In 2000, there were 512 workers who commuted into the municipality and 676 workers who commuted away. The municipality is a net exporter of workers, with about 1.3 workers leaving the municipality for every one entering. About 7.0% of the workforce coming into Niederdorf are coming from outside Switzerland. Of the working population, 24% used public transportation to get to work, and 46.7% used a private car.

==Religion==
From the 2000 census, 464 or 24.0% were Roman Catholic, while 976 or 50.5% belonged to the Swiss Reformed Church. Of the rest of the population, there were 40 members of an Orthodox church (or about 2.07% of the population), there were 8 individuals (or about 0.41% of the population) who belonged to the Christian Catholic Church, and there were 43 individuals (or about 2.22% of the population) who belonged to another Christian church. There were 113 (or about 5.85% of the population) who were Islamic. There were 3 individuals who were Buddhist, 2 individuals who were Hindu and 1 individual who belonged to another church. 172 (or about 8.90% of the population) belonged to no church, are agnostic or atheist, and 111 individuals (or about 5.74% of the population) did not answer the question.

==Education==
In Niederdorf about 673 or (34.8%) of the population have completed non-mandatory upper secondary education, and 188 or (9.7%) have completed additional higher education (either university or a Fachhochschule). Of the 188 who completed tertiary schooling, 73.9% were Swiss men, 19.1% were Swiss women, 6.4% were non-Swiss men.

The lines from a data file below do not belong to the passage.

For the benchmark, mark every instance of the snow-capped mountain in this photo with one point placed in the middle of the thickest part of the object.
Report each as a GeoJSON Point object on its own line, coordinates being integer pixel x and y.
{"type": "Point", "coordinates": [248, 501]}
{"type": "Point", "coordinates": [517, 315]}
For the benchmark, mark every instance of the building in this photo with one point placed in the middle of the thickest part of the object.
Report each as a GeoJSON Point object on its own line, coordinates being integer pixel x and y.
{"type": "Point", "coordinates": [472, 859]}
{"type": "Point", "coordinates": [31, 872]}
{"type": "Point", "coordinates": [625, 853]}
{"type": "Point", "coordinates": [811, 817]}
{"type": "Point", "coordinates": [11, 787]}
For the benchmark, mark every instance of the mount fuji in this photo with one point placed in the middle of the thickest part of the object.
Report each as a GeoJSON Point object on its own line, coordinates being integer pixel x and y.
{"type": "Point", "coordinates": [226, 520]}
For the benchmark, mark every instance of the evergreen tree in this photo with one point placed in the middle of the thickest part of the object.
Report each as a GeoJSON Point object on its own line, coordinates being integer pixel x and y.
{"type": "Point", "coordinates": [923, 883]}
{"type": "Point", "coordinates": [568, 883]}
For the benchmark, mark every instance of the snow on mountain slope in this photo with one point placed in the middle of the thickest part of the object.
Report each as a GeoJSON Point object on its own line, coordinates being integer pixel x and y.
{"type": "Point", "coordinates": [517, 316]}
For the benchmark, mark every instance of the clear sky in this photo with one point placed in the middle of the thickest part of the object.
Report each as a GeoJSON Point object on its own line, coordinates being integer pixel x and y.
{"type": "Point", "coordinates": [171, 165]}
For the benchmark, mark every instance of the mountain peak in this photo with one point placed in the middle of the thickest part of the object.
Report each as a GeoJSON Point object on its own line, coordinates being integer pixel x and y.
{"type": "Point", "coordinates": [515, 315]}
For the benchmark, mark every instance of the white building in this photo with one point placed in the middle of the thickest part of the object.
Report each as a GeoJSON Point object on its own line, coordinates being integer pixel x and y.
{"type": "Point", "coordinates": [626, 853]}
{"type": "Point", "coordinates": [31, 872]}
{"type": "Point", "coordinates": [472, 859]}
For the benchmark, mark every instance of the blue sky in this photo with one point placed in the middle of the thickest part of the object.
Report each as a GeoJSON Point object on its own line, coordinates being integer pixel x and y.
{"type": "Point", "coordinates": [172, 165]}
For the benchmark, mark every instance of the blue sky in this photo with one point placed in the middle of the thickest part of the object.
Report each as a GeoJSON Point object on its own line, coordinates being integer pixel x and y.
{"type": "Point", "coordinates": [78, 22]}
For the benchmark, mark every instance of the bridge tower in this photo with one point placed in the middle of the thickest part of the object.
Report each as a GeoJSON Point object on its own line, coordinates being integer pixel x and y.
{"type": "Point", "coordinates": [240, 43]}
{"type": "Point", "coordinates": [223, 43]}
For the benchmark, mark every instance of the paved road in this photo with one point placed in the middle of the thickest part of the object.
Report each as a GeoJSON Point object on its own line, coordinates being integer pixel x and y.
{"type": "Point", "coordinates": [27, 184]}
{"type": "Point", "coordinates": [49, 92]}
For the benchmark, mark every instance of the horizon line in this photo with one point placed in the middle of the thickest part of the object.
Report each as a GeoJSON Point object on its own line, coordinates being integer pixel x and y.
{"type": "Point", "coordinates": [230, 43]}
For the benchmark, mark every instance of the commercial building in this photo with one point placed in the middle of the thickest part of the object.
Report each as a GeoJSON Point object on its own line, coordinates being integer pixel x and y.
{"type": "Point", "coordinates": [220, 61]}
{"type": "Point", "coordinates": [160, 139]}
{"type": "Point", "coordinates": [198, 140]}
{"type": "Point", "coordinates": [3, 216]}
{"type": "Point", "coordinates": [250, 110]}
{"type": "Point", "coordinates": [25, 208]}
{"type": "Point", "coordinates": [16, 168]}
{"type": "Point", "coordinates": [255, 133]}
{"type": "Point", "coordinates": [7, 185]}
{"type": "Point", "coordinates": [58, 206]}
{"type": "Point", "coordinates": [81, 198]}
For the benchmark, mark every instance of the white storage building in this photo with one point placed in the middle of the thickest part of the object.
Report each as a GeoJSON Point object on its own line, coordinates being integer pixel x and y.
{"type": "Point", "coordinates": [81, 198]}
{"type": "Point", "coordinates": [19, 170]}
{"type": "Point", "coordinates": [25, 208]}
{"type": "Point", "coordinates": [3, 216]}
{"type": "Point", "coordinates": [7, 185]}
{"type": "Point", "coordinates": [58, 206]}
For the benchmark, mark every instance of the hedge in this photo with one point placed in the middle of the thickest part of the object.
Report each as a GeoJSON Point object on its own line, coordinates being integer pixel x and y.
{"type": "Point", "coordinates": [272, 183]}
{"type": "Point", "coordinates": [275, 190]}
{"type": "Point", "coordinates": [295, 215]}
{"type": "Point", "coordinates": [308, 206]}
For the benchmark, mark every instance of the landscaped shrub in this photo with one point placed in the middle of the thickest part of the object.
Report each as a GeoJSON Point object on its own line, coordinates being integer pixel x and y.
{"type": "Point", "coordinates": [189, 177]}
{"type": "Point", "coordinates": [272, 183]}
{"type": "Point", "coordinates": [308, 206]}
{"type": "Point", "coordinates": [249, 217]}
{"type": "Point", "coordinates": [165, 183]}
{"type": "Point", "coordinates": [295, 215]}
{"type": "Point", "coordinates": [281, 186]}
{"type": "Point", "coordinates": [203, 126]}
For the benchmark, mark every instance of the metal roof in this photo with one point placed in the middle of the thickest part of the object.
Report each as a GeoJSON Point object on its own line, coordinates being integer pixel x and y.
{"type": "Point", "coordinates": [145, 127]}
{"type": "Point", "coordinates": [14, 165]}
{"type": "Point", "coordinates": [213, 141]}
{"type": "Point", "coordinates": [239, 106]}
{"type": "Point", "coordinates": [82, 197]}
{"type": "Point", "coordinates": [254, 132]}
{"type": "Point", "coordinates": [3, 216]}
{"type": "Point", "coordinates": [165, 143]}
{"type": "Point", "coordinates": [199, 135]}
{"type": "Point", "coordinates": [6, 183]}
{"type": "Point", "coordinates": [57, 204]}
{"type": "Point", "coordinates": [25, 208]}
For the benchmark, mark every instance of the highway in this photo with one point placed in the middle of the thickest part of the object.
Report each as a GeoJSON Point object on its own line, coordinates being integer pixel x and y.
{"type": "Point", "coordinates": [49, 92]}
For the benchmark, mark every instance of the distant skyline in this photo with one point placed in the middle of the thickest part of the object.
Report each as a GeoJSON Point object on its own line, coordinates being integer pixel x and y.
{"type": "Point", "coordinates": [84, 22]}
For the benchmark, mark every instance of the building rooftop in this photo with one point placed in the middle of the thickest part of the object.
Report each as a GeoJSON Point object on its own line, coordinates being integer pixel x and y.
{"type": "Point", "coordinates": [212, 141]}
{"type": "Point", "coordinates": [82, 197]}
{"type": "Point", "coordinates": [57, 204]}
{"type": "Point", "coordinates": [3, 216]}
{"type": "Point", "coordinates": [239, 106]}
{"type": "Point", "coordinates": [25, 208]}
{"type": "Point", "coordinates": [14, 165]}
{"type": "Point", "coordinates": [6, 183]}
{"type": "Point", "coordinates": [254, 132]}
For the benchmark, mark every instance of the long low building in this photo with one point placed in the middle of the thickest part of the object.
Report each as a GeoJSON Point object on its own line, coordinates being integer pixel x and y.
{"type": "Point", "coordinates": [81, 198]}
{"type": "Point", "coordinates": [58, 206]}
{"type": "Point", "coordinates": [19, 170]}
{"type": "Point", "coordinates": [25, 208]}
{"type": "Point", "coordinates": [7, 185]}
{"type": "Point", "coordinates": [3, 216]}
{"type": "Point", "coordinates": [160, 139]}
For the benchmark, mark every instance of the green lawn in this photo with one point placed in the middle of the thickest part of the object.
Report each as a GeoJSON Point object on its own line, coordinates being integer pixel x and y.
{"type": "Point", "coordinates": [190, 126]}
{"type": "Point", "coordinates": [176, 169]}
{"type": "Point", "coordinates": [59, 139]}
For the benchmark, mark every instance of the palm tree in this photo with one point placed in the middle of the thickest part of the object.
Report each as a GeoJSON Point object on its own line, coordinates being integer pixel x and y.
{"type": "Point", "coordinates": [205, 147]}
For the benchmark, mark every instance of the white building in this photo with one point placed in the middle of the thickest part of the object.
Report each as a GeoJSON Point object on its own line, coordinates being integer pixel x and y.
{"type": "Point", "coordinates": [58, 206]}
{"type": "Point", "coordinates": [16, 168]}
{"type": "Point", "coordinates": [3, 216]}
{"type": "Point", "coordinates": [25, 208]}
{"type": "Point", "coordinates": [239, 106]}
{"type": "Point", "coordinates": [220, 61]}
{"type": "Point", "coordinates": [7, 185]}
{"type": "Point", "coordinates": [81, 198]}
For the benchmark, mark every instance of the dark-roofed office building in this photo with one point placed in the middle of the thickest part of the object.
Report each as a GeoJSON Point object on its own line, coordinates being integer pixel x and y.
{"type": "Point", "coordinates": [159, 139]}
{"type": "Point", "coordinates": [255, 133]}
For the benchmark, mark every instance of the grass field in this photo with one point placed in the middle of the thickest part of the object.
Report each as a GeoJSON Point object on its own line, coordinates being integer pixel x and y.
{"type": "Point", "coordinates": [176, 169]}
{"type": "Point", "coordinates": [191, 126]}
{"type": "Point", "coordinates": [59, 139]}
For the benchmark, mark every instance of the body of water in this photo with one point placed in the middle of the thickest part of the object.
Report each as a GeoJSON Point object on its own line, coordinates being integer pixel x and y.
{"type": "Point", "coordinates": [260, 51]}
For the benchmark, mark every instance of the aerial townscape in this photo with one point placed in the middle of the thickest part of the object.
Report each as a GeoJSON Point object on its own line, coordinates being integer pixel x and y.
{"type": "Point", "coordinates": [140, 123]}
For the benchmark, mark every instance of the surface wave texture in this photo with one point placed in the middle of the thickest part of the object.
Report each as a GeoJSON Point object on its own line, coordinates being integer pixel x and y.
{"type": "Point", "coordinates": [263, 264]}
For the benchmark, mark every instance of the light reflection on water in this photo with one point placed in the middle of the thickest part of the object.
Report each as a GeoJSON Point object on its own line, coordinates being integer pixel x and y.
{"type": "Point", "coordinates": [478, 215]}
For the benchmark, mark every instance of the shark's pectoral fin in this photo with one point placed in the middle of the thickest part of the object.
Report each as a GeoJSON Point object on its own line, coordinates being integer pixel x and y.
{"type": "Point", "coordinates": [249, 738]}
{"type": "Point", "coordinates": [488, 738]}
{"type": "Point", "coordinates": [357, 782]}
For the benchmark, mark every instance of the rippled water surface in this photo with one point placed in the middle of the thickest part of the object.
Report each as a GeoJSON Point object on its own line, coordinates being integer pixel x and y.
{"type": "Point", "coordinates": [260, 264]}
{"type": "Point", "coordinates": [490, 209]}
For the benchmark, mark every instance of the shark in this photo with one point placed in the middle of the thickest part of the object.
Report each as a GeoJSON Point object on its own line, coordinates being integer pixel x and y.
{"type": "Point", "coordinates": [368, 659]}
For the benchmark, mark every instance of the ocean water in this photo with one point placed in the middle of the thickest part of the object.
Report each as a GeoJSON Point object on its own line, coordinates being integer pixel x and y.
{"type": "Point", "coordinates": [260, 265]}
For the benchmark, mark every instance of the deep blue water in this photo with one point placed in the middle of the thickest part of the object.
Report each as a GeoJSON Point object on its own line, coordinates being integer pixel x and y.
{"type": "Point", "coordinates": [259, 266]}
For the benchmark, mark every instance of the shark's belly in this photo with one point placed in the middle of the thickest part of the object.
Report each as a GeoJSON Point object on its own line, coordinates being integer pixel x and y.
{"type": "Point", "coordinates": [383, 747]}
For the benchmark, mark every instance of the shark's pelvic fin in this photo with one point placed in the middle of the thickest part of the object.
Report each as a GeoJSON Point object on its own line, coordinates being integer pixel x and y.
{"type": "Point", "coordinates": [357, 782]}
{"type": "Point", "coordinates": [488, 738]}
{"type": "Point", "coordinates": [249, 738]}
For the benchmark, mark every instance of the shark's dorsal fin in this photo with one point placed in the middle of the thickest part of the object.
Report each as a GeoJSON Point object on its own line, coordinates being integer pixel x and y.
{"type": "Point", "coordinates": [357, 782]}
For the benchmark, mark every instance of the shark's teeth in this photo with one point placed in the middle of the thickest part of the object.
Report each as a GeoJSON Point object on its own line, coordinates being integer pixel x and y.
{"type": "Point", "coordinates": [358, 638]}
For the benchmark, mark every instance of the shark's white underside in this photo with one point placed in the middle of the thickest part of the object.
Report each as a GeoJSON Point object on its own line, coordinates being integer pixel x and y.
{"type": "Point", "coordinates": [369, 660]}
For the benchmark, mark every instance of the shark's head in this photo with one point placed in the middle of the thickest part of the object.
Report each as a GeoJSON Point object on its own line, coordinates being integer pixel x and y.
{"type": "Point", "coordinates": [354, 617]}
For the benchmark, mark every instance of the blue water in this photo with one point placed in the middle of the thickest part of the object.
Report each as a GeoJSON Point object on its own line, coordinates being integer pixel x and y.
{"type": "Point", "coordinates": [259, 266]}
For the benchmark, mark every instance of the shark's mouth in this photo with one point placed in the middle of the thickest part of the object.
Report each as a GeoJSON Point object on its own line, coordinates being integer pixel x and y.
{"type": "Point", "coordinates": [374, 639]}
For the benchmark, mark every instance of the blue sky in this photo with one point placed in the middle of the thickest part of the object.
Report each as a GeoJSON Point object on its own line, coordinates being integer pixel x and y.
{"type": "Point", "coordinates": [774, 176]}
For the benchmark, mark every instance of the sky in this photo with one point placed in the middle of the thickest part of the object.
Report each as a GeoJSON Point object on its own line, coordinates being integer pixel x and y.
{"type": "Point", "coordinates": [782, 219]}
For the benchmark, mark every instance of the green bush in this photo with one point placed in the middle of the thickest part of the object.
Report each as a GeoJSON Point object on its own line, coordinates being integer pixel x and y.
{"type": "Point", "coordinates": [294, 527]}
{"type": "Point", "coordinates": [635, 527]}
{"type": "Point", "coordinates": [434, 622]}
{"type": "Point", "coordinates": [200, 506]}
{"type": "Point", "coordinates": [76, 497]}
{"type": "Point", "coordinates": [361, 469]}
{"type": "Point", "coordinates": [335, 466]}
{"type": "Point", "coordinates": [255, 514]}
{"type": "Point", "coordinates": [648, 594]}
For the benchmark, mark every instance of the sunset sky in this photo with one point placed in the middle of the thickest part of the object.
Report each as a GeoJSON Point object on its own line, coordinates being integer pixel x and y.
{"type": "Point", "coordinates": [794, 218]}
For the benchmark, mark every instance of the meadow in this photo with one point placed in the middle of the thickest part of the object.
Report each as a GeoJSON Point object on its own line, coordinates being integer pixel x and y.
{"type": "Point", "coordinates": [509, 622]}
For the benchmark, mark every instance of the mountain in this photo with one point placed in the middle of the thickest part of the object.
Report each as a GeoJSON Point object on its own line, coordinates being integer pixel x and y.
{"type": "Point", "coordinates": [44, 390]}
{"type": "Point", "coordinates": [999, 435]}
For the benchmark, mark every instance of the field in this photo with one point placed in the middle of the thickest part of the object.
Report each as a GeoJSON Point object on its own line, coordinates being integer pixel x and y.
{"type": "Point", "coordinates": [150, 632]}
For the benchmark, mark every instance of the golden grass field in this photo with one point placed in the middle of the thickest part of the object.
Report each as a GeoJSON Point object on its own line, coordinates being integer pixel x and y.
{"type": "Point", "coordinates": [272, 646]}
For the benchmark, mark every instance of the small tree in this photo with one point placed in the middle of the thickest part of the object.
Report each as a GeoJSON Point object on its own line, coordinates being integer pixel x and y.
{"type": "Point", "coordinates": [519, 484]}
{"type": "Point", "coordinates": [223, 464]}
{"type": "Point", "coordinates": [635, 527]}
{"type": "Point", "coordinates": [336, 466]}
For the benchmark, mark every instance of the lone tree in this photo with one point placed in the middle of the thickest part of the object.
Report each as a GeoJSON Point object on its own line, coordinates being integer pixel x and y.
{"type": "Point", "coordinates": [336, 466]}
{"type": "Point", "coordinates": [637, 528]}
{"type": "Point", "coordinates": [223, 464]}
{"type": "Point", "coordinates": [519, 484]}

As of 2000, there were 53 students in Niederdorf who came from another municipality, while 130 residents attended schools outside the municipality.

==Transport==
Niederdorf is served by the Waldenburg narrow gauge railway, which operates a quarter-hourly train service to Liestal. At Liestal railway station, onward connection is made with the Swiss Federal Railway's services to Basel, Bern, Lucerne and Zürich.